State officials are taking concerns about the SVO seriously, NAIC President Alessandro Iuppa, the Maine insurance superintendent, said at the hearing.

“The NAIC is continuously evolving and improving to keep up with the changing markets, and I am confident in the integrity of our open and transparent process,” Iuppa said. “Nonetheless, like any effective organization working in a dynamic market, we have initiated a review with respect to the issue of disclosure and transparency of our classification process covering hybrid securities in order to identify any improvements that should be made.”

Iuppa told the Capital Markets Subcommittee that a task force led by the New York State Department of Insurance will give commissioners a report on hybrid securities valuation and valuation disclosure by Dec. 12.

Meanwhile, the NAIC likely will be adopting an interim solution proposal that was endorsed last week by an NAIC working group.
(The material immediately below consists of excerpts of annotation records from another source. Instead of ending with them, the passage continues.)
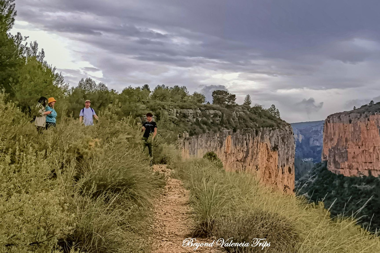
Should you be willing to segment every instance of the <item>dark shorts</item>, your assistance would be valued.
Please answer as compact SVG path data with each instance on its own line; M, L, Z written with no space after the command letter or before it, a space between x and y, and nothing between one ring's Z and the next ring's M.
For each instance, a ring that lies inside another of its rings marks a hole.
M46 123L46 129L48 129L49 127L51 127L51 126L55 127L55 123L52 123L51 122L47 122Z
M142 137L142 140L143 140L143 143L142 145L142 152L144 152L145 148L147 146L148 151L149 151L149 156L150 157L153 157L153 145L151 143L148 142L148 138L146 137Z

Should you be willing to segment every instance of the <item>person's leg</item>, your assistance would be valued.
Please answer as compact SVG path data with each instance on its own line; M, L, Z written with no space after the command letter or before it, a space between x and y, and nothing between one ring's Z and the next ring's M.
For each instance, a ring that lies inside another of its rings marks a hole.
M148 143L148 150L149 151L149 156L153 157L153 147L152 143Z
M145 148L146 147L146 146L148 145L147 141L148 138L145 138L144 137L142 137L142 153L144 153L145 152Z

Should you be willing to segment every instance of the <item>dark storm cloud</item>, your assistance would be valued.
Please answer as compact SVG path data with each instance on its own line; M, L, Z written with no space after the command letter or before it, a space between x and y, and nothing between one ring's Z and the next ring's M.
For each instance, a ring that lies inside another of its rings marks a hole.
M323 106L323 102L316 104L315 99L311 97L308 99L304 98L301 102L297 103L296 105L299 106L300 109L305 110L307 114L310 114L321 110L321 108Z
M88 45L78 60L119 90L163 83L209 94L220 84L280 111L325 118L322 97L295 105L310 95L276 91L350 88L353 101L355 91L380 86L377 0L18 0L16 9L17 20ZM212 80L231 73L233 81ZM75 75L83 74L70 81Z

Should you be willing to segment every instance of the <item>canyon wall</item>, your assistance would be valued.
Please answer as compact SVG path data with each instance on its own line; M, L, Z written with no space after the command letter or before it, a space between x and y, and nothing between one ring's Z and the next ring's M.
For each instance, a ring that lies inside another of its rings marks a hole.
M325 121L322 159L330 170L346 176L380 175L380 110L375 106Z
M227 171L246 171L287 193L294 188L294 141L287 125L281 128L210 132L179 140L183 156L201 157L213 151Z

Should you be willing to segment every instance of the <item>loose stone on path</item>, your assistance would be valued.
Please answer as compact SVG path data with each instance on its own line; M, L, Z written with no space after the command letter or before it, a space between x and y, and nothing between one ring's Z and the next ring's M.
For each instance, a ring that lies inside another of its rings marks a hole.
M155 171L163 173L167 178L163 194L154 204L155 214L151 245L154 253L185 252L225 252L215 244L212 247L183 247L184 240L191 238L191 228L193 224L190 217L189 191L183 183L170 177L171 169L164 165L153 166ZM209 243L211 239L195 238L197 243Z

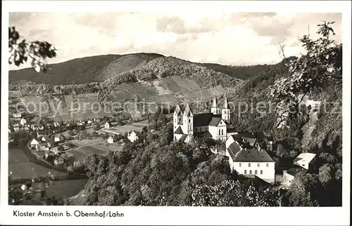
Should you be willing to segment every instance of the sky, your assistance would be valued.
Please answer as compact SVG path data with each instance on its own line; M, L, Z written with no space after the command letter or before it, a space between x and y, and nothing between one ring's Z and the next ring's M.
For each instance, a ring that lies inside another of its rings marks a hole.
M58 50L49 63L105 54L157 53L187 60L243 65L271 64L299 55L298 39L316 37L317 25L335 21L334 39L342 40L341 13L194 12L10 13L27 41L47 41ZM29 65L23 65L19 68ZM19 69L11 65L10 69Z

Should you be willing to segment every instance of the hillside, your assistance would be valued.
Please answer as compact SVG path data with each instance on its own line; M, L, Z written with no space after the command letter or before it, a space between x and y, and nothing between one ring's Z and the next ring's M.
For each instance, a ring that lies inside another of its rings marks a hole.
M213 63L199 63L199 65L208 69L230 75L242 80L249 79L260 72L268 69L270 65L258 65L249 66L227 66Z
M162 56L156 53L135 53L77 58L49 65L50 69L46 73L37 73L32 68L10 71L8 82L13 84L22 80L27 80L36 84L51 85L101 82Z
M149 63L150 62L150 63ZM177 64L180 63L181 65ZM156 73L168 75L168 70L175 73L185 64L201 66L209 70L222 73L235 79L246 79L267 65L232 67L218 64L193 63L173 57L164 57L158 53L132 53L126 55L106 55L77 58L66 62L49 65L46 73L37 73L32 68L9 72L9 84L20 81L51 85L83 84L101 82L119 74L131 71L137 73L157 70ZM139 68L142 68L140 69ZM184 71L184 73L187 73ZM172 76L172 75L171 75Z

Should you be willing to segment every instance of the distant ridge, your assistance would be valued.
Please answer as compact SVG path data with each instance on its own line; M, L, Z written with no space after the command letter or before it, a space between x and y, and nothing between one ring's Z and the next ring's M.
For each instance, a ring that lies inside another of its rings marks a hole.
M156 59L168 59L158 60ZM175 61L175 62L171 62ZM252 77L267 68L268 65L232 67L211 63L196 63L174 57L165 57L158 53L132 53L125 55L103 55L76 58L63 62L49 65L46 73L37 73L32 68L9 71L9 84L15 84L20 81L29 81L35 84L51 85L82 84L92 82L102 82L116 77L124 72L139 71L140 68L153 70L168 69L175 67L177 62L199 65L211 71L220 72L231 77L241 80ZM163 65L165 62L165 65ZM183 64L183 63L182 63ZM188 67L188 66L187 66Z

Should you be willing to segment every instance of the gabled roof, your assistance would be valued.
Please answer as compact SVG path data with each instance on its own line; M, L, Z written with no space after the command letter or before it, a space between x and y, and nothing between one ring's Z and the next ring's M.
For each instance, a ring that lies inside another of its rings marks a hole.
M218 100L216 100L216 95L215 95L214 98L213 99L211 107L218 107Z
M209 131L197 133L196 136L199 137L199 138L213 138L213 136L211 135L210 133L209 133Z
M301 172L306 173L306 171L307 171L307 170L305 169L304 168L299 167L297 166L294 166L290 168L289 169L288 169L287 171L286 171L286 172L288 174L291 175L293 176L296 175L298 173L301 173Z
M218 114L213 114L213 113L197 114L193 117L193 126L194 127L208 126L211 119L216 116L218 116Z
M227 109L229 107L229 105L227 103L227 97L226 96L226 93L224 95L224 104L222 105L222 108Z
M234 134L231 135L234 140L237 140L239 144L243 145L244 147L249 145L249 147L253 147L256 141L256 138L253 133L244 133Z
M209 126L217 126L221 120L222 120L221 117L213 117L209 123ZM226 124L225 124L225 125L226 125Z
M296 159L294 159L294 161L301 161L301 162L304 162L307 164L309 164L309 163L314 159L315 157L315 154L313 153L301 153Z
M177 129L175 131L175 134L184 134L181 126L179 126Z
M184 108L184 114L187 117L193 116L192 111L191 110L191 107L189 107L189 105L188 103Z
M180 138L179 141L182 142L184 142L184 140L186 140L186 138L187 138L187 136L188 136L188 134L184 134L184 135L182 135L182 136L181 137L181 138Z
M180 105L177 104L177 105L176 105L176 108L175 109L174 114L177 116L181 116L182 115L182 110L181 109Z
M231 144L227 148L227 152L229 152L230 156L232 161L234 161L236 155L241 151L241 147L236 142Z
M233 161L275 162L265 150L258 149L241 149L237 142L231 144L227 150Z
Under the provisions of the interim solution, a typical hybrid security would either be treated as if it were a debt security or else receive a rating only 1 notch lower than the rating that might be given to a comparable debt security issued by the same company.

Another proposed interim solution could allow some parts of the market limited but free access to the SVO Web site, Iuppa said.

Iuppa said SVO risk classification decisions are aimed at insurance regulators, not issuers or the general investing public. The SVO process is transparent for regulators and insurers, Iuppa said.

Forcing the SVO to behave like an ordinary rating agency would hurt its ability to act as a centralized regulatory advisor, Iuppa said.

Regulators need to be able to talk to insurers about the insurers’ portfolios without the issuers and broker-dealers listening in, Iuppa said.

Iuppa defended the NAIC’s decision not to accept the hybrid securities rating decisions of the national credit rating agencies.

The rating agencies do not always account in their ratings for all of the investment risks considered by the SVO, Iuppa said.

Iuppa also defended the SVO’s March decision.

“Although some asserted that our reclassification of a relatively small number of securities would have dire consequences, we have uncovered no insurer that would become financially impaired or unable to meet the minimum capital and surplus level required by our risk-based capital formula as a result of these decisions,” Iuppa said.

Hunter, the ACLI representative, estimated the SVO decision led to a total decrease in market value in the hybrid securities market of about $1 billion.

But the NAIC’s interim solution does appear to be working, Hunter testified.

“We anticipate a favorable response to this solution by the capital markets and expect to experience a recovery of some of the market value and liquidity in the market for hybrids,” Hunter said.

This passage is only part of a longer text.